If you're building in this space and want to be taken seriously:

  1. Case-first design. Every meaningful interaction anchored to a matter with documents, not a blank chat.
  2. Multi-step agent loop. Planning, tool calls, reflection, verification—not one-shot LLM invocation.
  3. Plural search. BM25, semantic, graph, metadata, regex—all available as tools.
  4. Progressive disclosure. Coarse-to-fine research trajectories baked in, not bolted on via "ask follow-up questions".
  5. Production-native outputs. Word, PDF, Excel as first-class outputs with templates.
  6. Think-time as a resource. Ability to budget deliberation—"fast and rough" vs "slower but deep".

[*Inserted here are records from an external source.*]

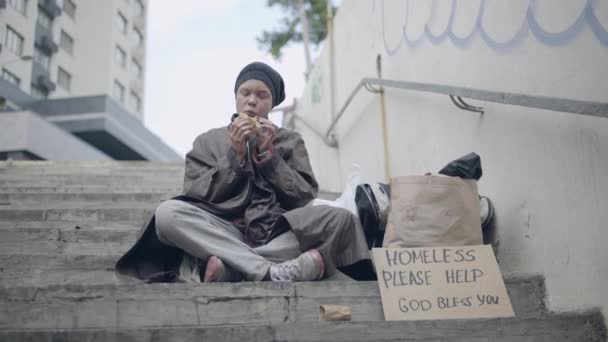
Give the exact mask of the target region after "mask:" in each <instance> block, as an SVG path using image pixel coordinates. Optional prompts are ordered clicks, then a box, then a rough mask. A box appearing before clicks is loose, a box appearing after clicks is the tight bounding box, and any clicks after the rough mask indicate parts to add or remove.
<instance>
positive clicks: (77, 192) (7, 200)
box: [0, 188, 338, 208]
mask: <svg viewBox="0 0 608 342" xmlns="http://www.w3.org/2000/svg"><path fill="white" fill-rule="evenodd" d="M177 189H178V188H175V189H174V191H161V192H150V191H140V192H122V193H117V192H109V191H107V190H108V189H107V188H105V190H106V192H98V191H97V190H95V191H90V192H75V191H72V192H57V191H53V192H49V191H40V192H18V191H15V190H13V191H4V192H2V191H1V190H0V208H2V206H19V205H21V206H26V205H27V206H42V205H45V206H55V207H57V205H56V204H57V203H61V204H63V205H64V206H65V205H66V204H70V205H71V206H73V207H74V206H76V205H81V206H82V205H85V206H92V205H99V204H103V205H106V204H109V205H112V204H113V203H121V204H127V203H129V202H136V203H138V204H140V205H142V204H145V205H150V206H155V205H157V204H158V203H160V202H162V201H164V200H167V199H170V198H173V197H175V196H177V195H180V194H181V189H179V190H177ZM30 190H31V189H30ZM123 191H124V189H123ZM337 196H338V194H336V193H330V192H320V193H319V196H318V197H319V198H323V199H330V200H333V199H335V198H337Z"/></svg>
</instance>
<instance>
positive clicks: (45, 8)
mask: <svg viewBox="0 0 608 342" xmlns="http://www.w3.org/2000/svg"><path fill="white" fill-rule="evenodd" d="M38 7H40V9H41V10H43V11H44V12H45V13H46V14H48V15H49V16H50V17H51V19H54V18H55V17H57V16H59V15H60V14H61V7H59V4H57V0H38Z"/></svg>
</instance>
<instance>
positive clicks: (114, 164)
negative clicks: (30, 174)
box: [0, 160, 184, 172]
mask: <svg viewBox="0 0 608 342" xmlns="http://www.w3.org/2000/svg"><path fill="white" fill-rule="evenodd" d="M179 168H182V169H183V168H184V162H172V163H167V162H151V161H15V160H13V161H0V171H4V172H8V171H13V170H14V171H23V172H33V171H38V170H43V171H45V172H48V171H50V170H97V171H99V170H118V169H124V170H134V171H138V170H140V171H145V170H148V169H179Z"/></svg>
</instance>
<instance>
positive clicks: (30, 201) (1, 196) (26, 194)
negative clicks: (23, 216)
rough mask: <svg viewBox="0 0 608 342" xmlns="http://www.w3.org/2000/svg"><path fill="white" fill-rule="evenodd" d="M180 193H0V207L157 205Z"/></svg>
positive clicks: (16, 192) (176, 195)
mask: <svg viewBox="0 0 608 342" xmlns="http://www.w3.org/2000/svg"><path fill="white" fill-rule="evenodd" d="M179 194H180V192H179V191H177V192H162V193H161V192H133V193H98V192H80V193H74V192H73V193H66V192H63V193H62V192H39V193H24V192H4V193H0V205H1V204H4V205H24V204H27V205H32V204H36V205H42V204H50V203H58V202H59V203H66V202H67V203H83V204H88V203H117V202H119V203H125V202H138V203H145V204H150V205H153V204H158V203H160V202H161V201H164V200H166V199H169V198H172V197H175V196H177V195H179Z"/></svg>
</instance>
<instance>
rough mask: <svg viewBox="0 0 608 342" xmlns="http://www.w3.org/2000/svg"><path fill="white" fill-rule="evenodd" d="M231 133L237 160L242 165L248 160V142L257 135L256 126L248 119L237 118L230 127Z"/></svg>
mask: <svg viewBox="0 0 608 342" xmlns="http://www.w3.org/2000/svg"><path fill="white" fill-rule="evenodd" d="M229 133H230V141H231V142H232V147H233V148H234V151H235V152H236V158H237V159H238V161H239V162H240V163H241V164H242V163H243V161H245V158H247V141H248V140H249V137H251V136H254V135H255V133H256V129H255V126H254V125H253V124H252V123H251V121H249V120H247V119H243V118H236V119H235V120H234V121H233V122H232V124H231V125H230V130H229Z"/></svg>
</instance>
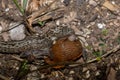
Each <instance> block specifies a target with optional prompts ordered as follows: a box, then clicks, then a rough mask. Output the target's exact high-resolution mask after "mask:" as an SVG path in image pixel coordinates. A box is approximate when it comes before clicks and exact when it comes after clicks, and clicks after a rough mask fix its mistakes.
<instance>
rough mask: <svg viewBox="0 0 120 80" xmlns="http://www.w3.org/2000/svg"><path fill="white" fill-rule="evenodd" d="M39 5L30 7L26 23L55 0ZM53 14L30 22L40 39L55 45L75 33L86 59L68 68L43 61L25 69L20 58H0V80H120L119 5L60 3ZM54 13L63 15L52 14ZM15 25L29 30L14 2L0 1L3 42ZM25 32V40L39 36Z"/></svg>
mask: <svg viewBox="0 0 120 80" xmlns="http://www.w3.org/2000/svg"><path fill="white" fill-rule="evenodd" d="M21 1H22V0H18V2H19V4H20V3H21ZM37 1H38V2H39V3H40V4H39V5H37V4H34V6H33V7H29V6H30V5H31V4H28V8H27V9H26V13H27V14H26V16H27V19H28V18H29V19H31V18H30V17H31V16H30V15H31V14H34V12H35V10H38V9H37V7H39V8H40V10H41V11H42V9H43V8H44V7H46V6H48V5H49V4H50V3H49V2H50V1H54V0H37ZM31 2H32V0H31V1H30V3H31ZM33 2H34V0H33ZM49 8H50V9H45V10H43V12H44V11H48V13H47V14H45V15H42V16H41V17H40V18H39V17H35V18H34V20H31V21H32V23H31V24H32V27H33V29H35V31H36V34H37V35H42V36H45V37H47V38H48V39H50V40H52V39H54V38H59V37H62V36H65V35H69V34H73V33H74V34H76V35H77V37H78V38H79V39H80V41H81V42H82V45H83V47H84V51H83V56H82V57H81V58H80V59H78V60H77V61H75V63H71V64H69V65H66V66H65V67H64V68H61V69H53V68H51V67H50V66H46V65H47V64H46V63H45V62H44V60H43V59H41V58H40V59H37V58H36V59H35V60H34V61H33V62H30V63H26V62H25V61H23V60H25V59H24V58H20V54H4V53H1V54H0V80H120V0H56V2H55V3H53V4H52V5H51V6H49ZM53 8H54V9H56V8H59V9H56V10H53V11H51V9H53ZM41 14H42V12H41ZM38 18H39V19H40V21H42V22H43V23H42V25H41V24H38V20H37V19H38ZM13 22H14V23H19V22H23V23H20V24H23V25H25V24H24V18H23V16H22V14H21V13H20V11H19V10H18V8H17V7H16V6H15V4H14V3H13V1H12V0H1V3H0V32H1V33H0V41H8V42H9V41H11V40H12V39H11V37H10V32H9V30H8V29H9V27H10V24H11V23H13ZM24 27H25V28H26V26H24ZM24 30H25V32H24V33H25V36H31V35H36V34H30V33H29V32H28V29H24ZM14 35H15V34H14ZM19 35H21V36H22V34H19ZM41 45H45V44H44V43H43V44H41ZM48 46H49V45H48ZM45 48H46V47H45ZM30 59H31V58H30ZM22 67H24V68H22Z"/></svg>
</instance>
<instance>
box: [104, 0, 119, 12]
mask: <svg viewBox="0 0 120 80" xmlns="http://www.w3.org/2000/svg"><path fill="white" fill-rule="evenodd" d="M103 6H104V7H106V8H107V9H109V10H110V11H117V10H118V6H117V5H115V4H112V3H110V2H109V1H105V2H104V3H103Z"/></svg>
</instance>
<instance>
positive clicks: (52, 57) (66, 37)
mask: <svg viewBox="0 0 120 80" xmlns="http://www.w3.org/2000/svg"><path fill="white" fill-rule="evenodd" d="M82 49H83V48H82V44H81V43H80V41H79V40H77V39H76V38H75V37H73V36H65V37H63V38H60V39H58V40H57V41H56V43H55V44H53V45H52V46H51V48H50V55H51V56H50V57H46V58H45V62H46V63H48V64H55V63H60V62H67V61H74V60H76V59H78V58H79V57H80V56H81V55H82ZM60 67H63V65H61V66H55V67H54V68H60Z"/></svg>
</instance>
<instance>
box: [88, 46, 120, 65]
mask: <svg viewBox="0 0 120 80" xmlns="http://www.w3.org/2000/svg"><path fill="white" fill-rule="evenodd" d="M119 49H120V45H118V46H116V47H115V48H113V49H112V50H110V51H108V52H107V53H105V54H104V55H102V56H101V58H105V57H107V56H108V55H110V54H112V53H114V52H116V51H118V50H119ZM94 61H97V58H94V59H92V60H89V61H87V63H92V62H94Z"/></svg>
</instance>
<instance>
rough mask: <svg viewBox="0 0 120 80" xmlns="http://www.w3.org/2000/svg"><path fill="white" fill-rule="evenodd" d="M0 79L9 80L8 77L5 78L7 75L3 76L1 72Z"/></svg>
mask: <svg viewBox="0 0 120 80" xmlns="http://www.w3.org/2000/svg"><path fill="white" fill-rule="evenodd" d="M0 79H2V80H10V79H9V78H7V77H5V76H3V75H1V74H0Z"/></svg>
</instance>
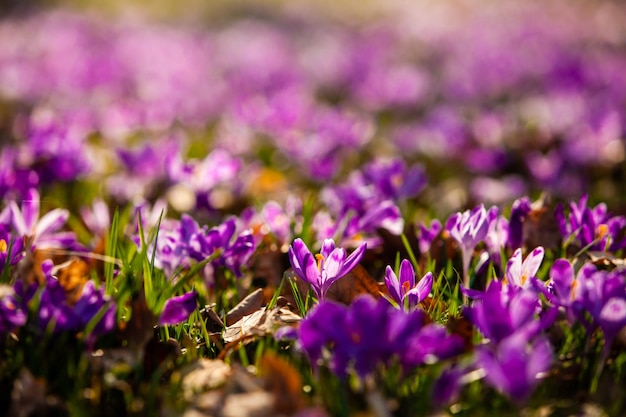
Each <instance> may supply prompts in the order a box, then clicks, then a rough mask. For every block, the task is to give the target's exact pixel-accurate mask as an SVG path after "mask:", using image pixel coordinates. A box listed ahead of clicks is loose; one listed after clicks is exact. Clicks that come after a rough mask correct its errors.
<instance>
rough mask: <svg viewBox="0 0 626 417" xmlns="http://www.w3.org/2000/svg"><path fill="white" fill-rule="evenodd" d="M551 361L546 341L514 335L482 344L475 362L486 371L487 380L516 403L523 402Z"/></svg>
mask: <svg viewBox="0 0 626 417" xmlns="http://www.w3.org/2000/svg"><path fill="white" fill-rule="evenodd" d="M552 361H553V352H552V347H551V346H550V343H549V342H548V340H547V339H546V338H544V337H539V338H537V339H535V340H534V341H531V342H529V341H528V339H527V338H526V335H523V334H519V333H518V334H514V335H512V336H511V337H508V338H506V339H504V340H502V341H501V342H500V343H499V344H498V345H497V346H496V347H495V348H493V349H490V347H489V346H481V347H479V348H478V349H477V351H476V362H477V364H478V366H480V367H482V368H483V369H484V371H485V373H486V375H485V379H486V380H487V383H488V384H489V385H491V386H492V387H494V388H496V389H497V390H498V391H500V392H502V393H503V394H505V395H506V396H508V397H509V398H511V399H512V400H515V401H517V402H523V401H525V400H526V399H527V398H528V397H529V396H530V394H531V393H532V391H533V390H534V389H535V387H536V385H537V384H538V383H539V381H540V380H541V379H542V378H543V377H545V375H546V373H547V372H548V371H549V370H550V368H551V366H552Z"/></svg>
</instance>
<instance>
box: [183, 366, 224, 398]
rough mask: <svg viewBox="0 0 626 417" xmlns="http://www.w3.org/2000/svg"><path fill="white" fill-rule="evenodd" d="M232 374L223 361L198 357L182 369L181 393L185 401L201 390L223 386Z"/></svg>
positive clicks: (200, 391)
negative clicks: (181, 387)
mask: <svg viewBox="0 0 626 417" xmlns="http://www.w3.org/2000/svg"><path fill="white" fill-rule="evenodd" d="M231 374H232V369H231V367H230V366H229V365H227V364H226V363H225V362H224V361H221V360H217V359H204V358H203V359H199V360H197V361H195V362H193V363H192V364H190V365H188V366H187V367H185V369H184V370H183V371H182V388H183V395H184V397H185V399H186V400H187V401H191V399H192V398H193V397H194V396H195V395H197V394H199V393H202V392H205V391H209V390H212V389H216V388H219V387H221V386H223V385H224V384H225V383H226V381H227V380H228V378H230V376H231Z"/></svg>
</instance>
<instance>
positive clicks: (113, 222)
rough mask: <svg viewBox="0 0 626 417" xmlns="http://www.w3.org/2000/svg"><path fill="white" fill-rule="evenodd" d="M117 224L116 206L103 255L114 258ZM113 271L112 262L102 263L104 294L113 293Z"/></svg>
mask: <svg viewBox="0 0 626 417" xmlns="http://www.w3.org/2000/svg"><path fill="white" fill-rule="evenodd" d="M118 226H119V210H118V208H117V207H116V208H115V211H114V212H113V220H112V221H111V228H110V229H109V232H108V234H107V236H106V242H107V243H106V249H105V252H104V253H105V255H106V256H109V257H111V258H113V259H115V256H116V255H117V236H118ZM114 272H115V268H114V267H113V264H112V263H110V262H106V263H105V264H104V282H105V286H104V288H105V291H106V294H109V295H110V294H113V274H114Z"/></svg>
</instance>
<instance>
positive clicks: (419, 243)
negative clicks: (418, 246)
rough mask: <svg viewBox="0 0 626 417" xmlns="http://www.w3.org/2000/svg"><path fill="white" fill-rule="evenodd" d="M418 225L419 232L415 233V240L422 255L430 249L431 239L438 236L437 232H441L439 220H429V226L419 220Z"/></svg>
mask: <svg viewBox="0 0 626 417" xmlns="http://www.w3.org/2000/svg"><path fill="white" fill-rule="evenodd" d="M418 227H419V233H418V234H417V242H418V245H419V249H420V253H421V254H422V255H424V254H427V253H428V252H429V251H430V247H431V246H432V244H433V241H434V240H435V238H436V237H437V236H439V233H441V222H440V221H439V220H437V219H433V220H432V221H431V222H430V226H426V225H425V224H424V223H422V222H420V223H419V225H418Z"/></svg>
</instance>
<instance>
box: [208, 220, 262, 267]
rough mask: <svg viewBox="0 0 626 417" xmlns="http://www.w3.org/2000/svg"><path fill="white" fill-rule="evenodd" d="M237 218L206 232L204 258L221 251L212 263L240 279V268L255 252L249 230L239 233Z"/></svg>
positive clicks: (250, 231)
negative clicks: (221, 250)
mask: <svg viewBox="0 0 626 417" xmlns="http://www.w3.org/2000/svg"><path fill="white" fill-rule="evenodd" d="M238 229H239V227H238V224H237V218H236V217H234V216H231V217H229V218H228V219H226V220H225V221H224V222H223V223H222V224H221V225H219V226H216V227H213V228H211V229H209V230H208V231H207V234H206V237H205V238H204V239H205V244H206V250H207V251H206V252H205V256H210V255H211V254H213V253H214V252H215V251H217V250H219V249H221V250H222V254H221V256H220V257H219V258H217V259H215V261H213V262H212V264H213V265H215V266H225V267H227V268H228V269H229V270H230V271H232V272H233V274H235V276H236V277H238V278H240V277H241V276H242V275H243V273H242V271H241V269H242V267H243V266H244V265H246V263H247V262H248V261H249V260H250V258H251V256H252V254H253V253H254V250H255V247H256V246H255V242H254V236H253V235H252V231H251V230H249V229H246V230H242V231H239V230H238Z"/></svg>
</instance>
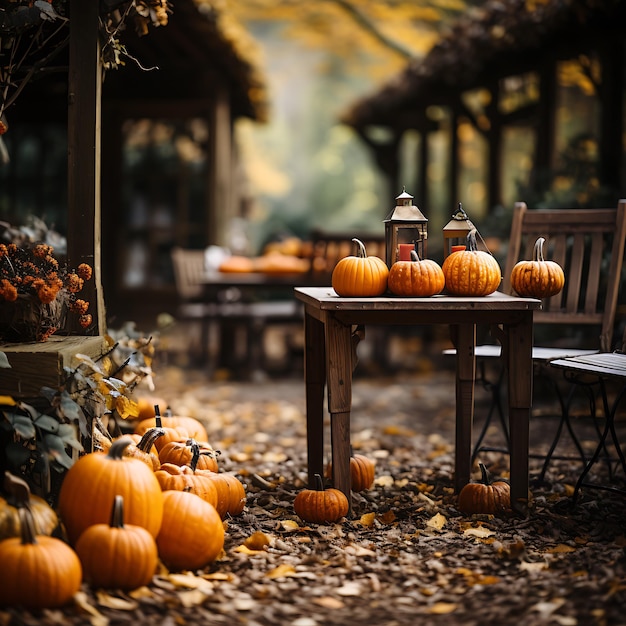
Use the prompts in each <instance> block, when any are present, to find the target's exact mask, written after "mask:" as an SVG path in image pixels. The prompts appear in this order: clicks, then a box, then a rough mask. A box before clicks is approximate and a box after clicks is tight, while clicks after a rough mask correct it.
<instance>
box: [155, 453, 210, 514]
mask: <svg viewBox="0 0 626 626" xmlns="http://www.w3.org/2000/svg"><path fill="white" fill-rule="evenodd" d="M207 473H208V472H207ZM211 473H212V472H211ZM154 475H155V476H156V479H157V480H158V481H159V485H160V486H161V489H162V491H188V492H189V493H195V494H196V495H197V496H200V497H201V498H202V499H203V500H206V501H207V502H208V503H209V504H212V505H213V506H215V507H217V504H218V493H217V488H216V486H215V484H214V483H213V481H212V480H211V479H210V478H209V476H207V475H206V474H205V473H203V472H201V471H199V472H196V471H195V470H194V469H193V467H190V466H189V465H174V463H163V464H162V465H161V468H160V469H158V470H157V471H156V472H155V473H154Z"/></svg>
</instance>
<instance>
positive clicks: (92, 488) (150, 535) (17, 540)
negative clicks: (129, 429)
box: [0, 416, 246, 608]
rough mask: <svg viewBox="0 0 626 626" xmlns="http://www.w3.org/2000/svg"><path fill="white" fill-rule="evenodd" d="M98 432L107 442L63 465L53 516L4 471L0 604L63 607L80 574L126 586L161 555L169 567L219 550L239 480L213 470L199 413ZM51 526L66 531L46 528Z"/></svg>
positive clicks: (186, 564) (191, 560)
mask: <svg viewBox="0 0 626 626" xmlns="http://www.w3.org/2000/svg"><path fill="white" fill-rule="evenodd" d="M156 421H157V422H158V421H159V418H157V420H156ZM106 441H109V444H108V445H107V446H106V447H107V448H108V449H106V450H103V451H95V452H91V453H88V454H85V455H83V456H81V457H80V458H79V459H78V461H77V462H76V463H75V464H74V465H73V466H72V467H71V468H70V469H69V470H68V471H67V473H66V475H65V477H64V479H63V482H62V483H61V489H60V492H59V499H58V514H59V515H58V516H57V512H56V511H55V510H54V509H53V508H52V507H50V506H49V505H48V504H47V503H46V501H45V500H43V499H42V498H39V497H38V496H36V495H34V494H31V493H30V490H29V488H28V485H27V483H26V482H25V481H23V480H22V479H21V478H18V477H16V476H12V475H11V474H8V473H7V474H6V476H5V481H4V482H5V491H6V492H7V493H8V494H9V496H8V497H7V499H6V500H4V499H1V500H2V502H0V532H1V533H2V534H1V535H0V563H2V567H1V568H0V606H9V605H22V606H25V607H31V608H43V607H56V606H62V605H63V604H65V603H67V602H68V601H69V600H70V599H71V598H72V597H73V595H74V594H75V593H76V592H77V591H78V590H79V589H80V586H81V583H82V582H83V581H85V582H87V583H88V584H90V585H92V586H93V587H94V588H108V589H122V590H132V589H136V588H138V587H141V586H143V585H147V584H148V583H150V581H151V580H152V577H153V575H154V573H155V572H156V571H157V567H158V563H159V560H160V561H161V562H162V563H163V564H164V565H165V566H166V567H168V568H169V569H170V570H172V571H177V570H186V569H190V570H193V569H198V568H201V567H204V566H206V565H208V564H209V563H211V562H213V561H214V560H216V559H217V558H218V557H219V555H220V554H221V552H222V550H223V547H224V539H225V530H224V523H223V520H224V518H226V517H227V516H236V515H239V514H240V513H241V512H242V511H243V509H244V505H245V501H246V493H245V487H244V485H243V484H242V483H241V481H239V479H238V478H237V477H236V476H235V475H233V474H231V473H228V472H224V471H221V472H220V471H218V470H219V468H218V463H217V456H218V452H216V451H215V450H213V449H212V448H211V446H210V445H209V443H208V441H207V434H206V430H205V429H204V426H203V425H202V424H201V423H200V422H199V421H198V420H195V419H194V418H190V417H182V416H181V417H173V416H170V417H163V418H162V423H161V424H160V425H159V424H157V425H156V426H155V418H152V419H146V420H142V421H140V422H138V424H137V426H136V428H135V433H134V434H133V435H123V436H121V437H119V438H116V439H114V440H113V441H110V440H106ZM59 517H60V521H61V522H62V525H61V526H60V525H59ZM59 528H61V529H64V533H65V540H64V539H61V538H58V537H57V536H53V534H54V535H57V534H58V530H59Z"/></svg>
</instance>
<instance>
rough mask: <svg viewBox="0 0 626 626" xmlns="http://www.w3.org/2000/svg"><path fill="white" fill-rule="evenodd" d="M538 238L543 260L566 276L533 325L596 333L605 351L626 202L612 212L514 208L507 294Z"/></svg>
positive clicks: (609, 326)
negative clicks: (579, 325)
mask: <svg viewBox="0 0 626 626" xmlns="http://www.w3.org/2000/svg"><path fill="white" fill-rule="evenodd" d="M538 237H544V238H545V239H546V242H545V244H544V258H545V259H546V260H551V261H556V262H557V263H558V264H559V265H560V266H561V267H562V268H563V271H564V273H565V287H564V288H563V291H562V292H561V293H559V294H557V295H556V296H553V297H551V298H547V299H545V300H544V302H543V307H542V310H540V311H536V312H535V317H534V319H535V322H536V323H538V324H565V325H571V326H579V325H589V326H598V327H599V328H600V336H599V345H598V347H599V349H600V350H603V351H610V350H611V349H612V346H611V342H612V340H613V329H614V324H615V313H616V310H617V300H618V290H619V285H620V282H621V274H622V265H623V260H624V244H625V241H626V200H620V201H619V202H618V205H617V208H615V209H529V208H528V207H527V206H526V203H524V202H517V203H516V204H515V208H514V212H513V222H512V224H511V234H510V241H509V250H508V254H507V259H506V265H505V269H504V276H503V285H502V289H503V291H504V292H505V293H512V289H511V281H510V277H511V270H512V269H513V266H514V265H515V264H516V263H517V262H518V261H520V260H531V259H532V258H533V257H532V254H533V247H534V244H535V242H536V241H537V238H538Z"/></svg>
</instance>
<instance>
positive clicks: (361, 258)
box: [352, 237, 367, 259]
mask: <svg viewBox="0 0 626 626" xmlns="http://www.w3.org/2000/svg"><path fill="white" fill-rule="evenodd" d="M352 241H353V242H354V243H355V244H356V245H357V250H356V255H357V256H358V257H359V258H361V259H367V252H366V251H365V244H364V243H363V242H362V241H361V240H360V239H357V238H356V237H355V238H354V239H353V240H352Z"/></svg>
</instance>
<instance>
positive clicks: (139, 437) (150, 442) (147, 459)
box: [124, 428, 165, 472]
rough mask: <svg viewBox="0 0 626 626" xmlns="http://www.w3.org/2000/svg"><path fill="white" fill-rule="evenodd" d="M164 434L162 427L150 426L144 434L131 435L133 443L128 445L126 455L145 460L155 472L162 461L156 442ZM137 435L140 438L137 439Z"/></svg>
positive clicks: (160, 463)
mask: <svg viewBox="0 0 626 626" xmlns="http://www.w3.org/2000/svg"><path fill="white" fill-rule="evenodd" d="M164 434H165V431H164V430H163V429H162V428H149V429H148V430H147V431H146V432H145V433H144V434H143V435H137V434H135V435H130V438H131V439H132V440H133V443H131V444H130V445H128V446H127V447H126V449H125V450H124V456H127V457H130V458H133V459H139V460H140V461H143V462H144V463H145V464H146V465H147V466H148V467H149V468H150V469H151V470H152V471H153V472H154V471H156V470H158V469H159V467H160V465H161V461H160V460H159V454H158V451H157V449H156V448H155V447H154V444H155V442H156V441H157V440H158V439H159V437H162V436H163V435H164ZM135 437H137V438H138V439H139V440H138V441H135Z"/></svg>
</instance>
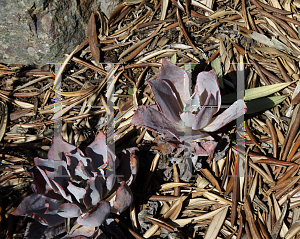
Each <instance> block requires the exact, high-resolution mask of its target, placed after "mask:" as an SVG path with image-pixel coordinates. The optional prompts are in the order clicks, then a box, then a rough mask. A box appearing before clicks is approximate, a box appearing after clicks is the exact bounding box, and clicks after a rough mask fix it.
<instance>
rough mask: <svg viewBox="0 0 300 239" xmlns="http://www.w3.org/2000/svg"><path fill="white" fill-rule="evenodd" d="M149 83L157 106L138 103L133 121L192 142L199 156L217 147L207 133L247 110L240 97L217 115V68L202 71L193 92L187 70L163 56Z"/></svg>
mask: <svg viewBox="0 0 300 239" xmlns="http://www.w3.org/2000/svg"><path fill="white" fill-rule="evenodd" d="M147 83H148V84H149V86H150V88H151V91H152V93H153V95H154V98H155V101H156V105H149V106H139V107H138V109H137V110H136V111H135V113H134V115H133V118H132V121H131V124H133V125H138V126H142V127H145V128H147V129H149V130H151V131H154V132H157V133H161V134H163V135H164V136H165V137H166V138H174V137H175V138H176V139H177V140H179V141H180V142H183V141H187V142H190V143H191V145H192V147H191V148H192V153H193V154H195V155H198V156H207V155H209V154H211V153H212V152H213V151H214V149H215V148H216V146H217V142H216V141H215V140H214V138H213V137H211V136H210V135H209V134H208V132H215V131H217V130H218V129H220V128H222V127H223V126H225V125H226V124H228V123H229V122H231V121H232V120H235V119H236V118H238V117H240V116H241V115H243V114H245V113H246V111H247V106H246V104H245V102H244V101H243V100H237V101H236V102H234V103H233V104H232V105H231V106H230V107H229V108H228V109H226V110H225V111H224V112H222V113H221V114H219V115H217V116H215V114H216V113H217V112H218V111H219V109H220V106H221V94H220V88H219V84H218V79H217V75H216V72H215V70H211V71H203V72H200V73H199V74H198V76H197V82H196V85H195V89H194V92H193V93H191V86H190V79H189V77H188V75H187V73H186V72H185V71H184V70H183V69H181V68H180V67H178V66H176V65H174V64H172V63H170V62H169V61H167V60H166V59H163V60H162V66H161V69H160V73H159V75H158V78H157V79H156V80H152V81H147Z"/></svg>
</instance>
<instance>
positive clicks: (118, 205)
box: [114, 182, 133, 214]
mask: <svg viewBox="0 0 300 239" xmlns="http://www.w3.org/2000/svg"><path fill="white" fill-rule="evenodd" d="M132 201H133V195H132V192H131V189H130V187H129V186H128V185H127V184H126V183H125V182H122V183H121V185H120V186H119V187H118V190H117V194H116V200H115V201H114V207H115V208H116V209H117V210H118V212H119V214H120V213H121V212H123V211H124V210H125V209H126V208H128V207H129V206H130V205H131V203H132Z"/></svg>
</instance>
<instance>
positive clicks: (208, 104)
mask: <svg viewBox="0 0 300 239" xmlns="http://www.w3.org/2000/svg"><path fill="white" fill-rule="evenodd" d="M214 102H215V99H214V96H213V95H212V94H211V93H209V95H208V97H207V99H206V101H205V104H204V105H203V106H201V107H200V109H199V112H198V113H197V115H196V117H195V119H194V121H193V126H192V129H193V130H199V129H202V128H203V127H204V126H206V125H207V124H208V123H209V122H210V121H211V119H212V116H213V115H214V114H215V113H216V112H217V110H218V109H217V107H214V106H211V105H214Z"/></svg>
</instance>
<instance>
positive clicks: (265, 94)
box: [222, 82, 293, 104]
mask: <svg viewBox="0 0 300 239" xmlns="http://www.w3.org/2000/svg"><path fill="white" fill-rule="evenodd" d="M291 83H293V82H287V83H278V84H273V85H266V86H260V87H255V88H251V89H247V90H245V96H244V101H249V100H254V99H259V98H262V97H265V96H268V95H271V94H274V93H275V92H277V91H280V90H282V89H284V88H285V87H287V86H289V85H290V84H291ZM236 95H237V93H231V94H228V95H225V96H224V97H222V103H225V104H228V103H233V102H234V101H236Z"/></svg>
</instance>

If most of these are missing, the problem isn't that you're "early". You're optimising the wrong thing.


Closing

A lot of legal AI is autocomplete with better marketing. Prompt template + LLM + vector search = "AI research assistant". Demos well. Answers easy questions.

But legal work is messy, adversarial, and heavily contextual. It ends in filed documents and real decisions, not chat transcripts. It requires multi-step reasoning over evolving law and incomplete facts.

Agentic systems—with diverse tools, deep matter context, deliberate reasoning, and real document generation—are the only architecture that matches that reality.

The usage data is in: ~95% of work is case-specific. When lawyers get a complete draft they can refine rather than an answer they have to rewrite, engagement goes up 4-5x. They're not using a research tool. They're using a production system that happens to be intelligent.

The question is whether the people building "legal AI platforms" are paying attention.